ValidationResult discriminated union { valid: true } or { valid: false; errors: string[] } for type-safe consumption.
rule factory args number / RegExp / string Config (length limit, pattern, message) closed over by each factory.
adapter (applyTo) impure boundary The single place DOM writes happen; keeps the pipeline pure.

Verification Steps

A Vitest check covering both strategies:

import { expect, test } from 'vitest';

test('exhaustive collects all errors, early-exit returns the first', () => {
  const rules = [required(), maxLength(3, 'Too long.')];
  const longEmpty = '    abcd'; // fails required (trim) AND maxLength
  expect(compose(rules, 'early-exit')(longEmpty)).toBe('This field is required.');
  expect(compose(rules, 'exhaustive')(longEmpty)).toContain('Too long.');
});

Edge Cases & Failure Modes

Order-dependent early-exit hiding the real problem. In early-exit mode the user fixes one error only to be shown the next, which can feel like whack-a-mole. Order rules from most fundamental to most specific (required → length → format) so the first surfaced message is the most useful, and prefer exhaustive mode when the rules are independent and a complete error list helps the user more than a single hint.

Validators that are secretly impure. A rule that reads Date.now(), a global config object, or the DOM is no longer a pure function — it becomes untestable and order-sensitive in subtle ways. Keep every Validator<T> dependent only on its input argument; inject anything dynamic (like the current date for an age check) as a factory parameter so the function stays referentially transparent.

Empty-value handling colliding with required. If a non-required field runs a format rule, an empty string may fail the pattern even though blank should be allowed. Make optional rules short-circuit on empty input (if (!v) return null;) and let a separate required rule decide whether emptiness is itself an error, so the two concerns never fight.

Frequently Asked Questions

Should I default to early-exit or exhaustive evaluation?

Early-exit is the safer default for a single field because showing one clear, prioritized message at a time avoids overwhelming the user — and it matches the Constraint Validation API, which surfaces one validationMessage per field. Switch to exhaustive when the rules are independent (e.g. a password's length, case, and symbol requirements) and a complete checklist of what is missing is more helpful than a single hint.

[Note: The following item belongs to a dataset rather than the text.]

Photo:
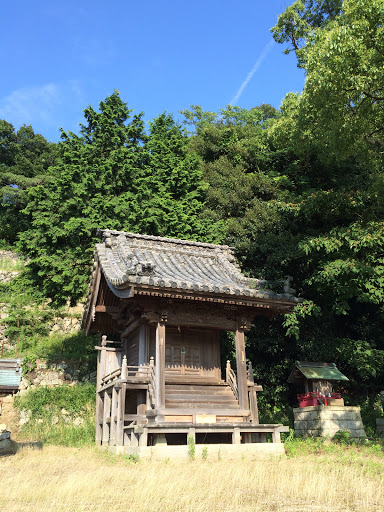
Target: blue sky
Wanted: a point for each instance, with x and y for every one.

How do I keep these validators pure when the rules need configuration?

Use factory functions that close over the configuration and return a Validator<T>. maxLength(20) returns a pure function whose only input is the value; the limit is captured at construction time. This keeps each returned validator referentially transparent and trivial to unit-test, while still letting you parameterize messages and thresholds.

Can I compose async checks into the same pipeline?

Keep them separate. This pipeline is intentionally synchronous so it can run on every keystroke with no race conditions. Run the cheap pure rules first, and only if they all pass dispatch the network-backed check described in Asynchronous Server Checks. Mixing promises into the predicate chain forfeits the simplicity and testability that make composition worthwhile.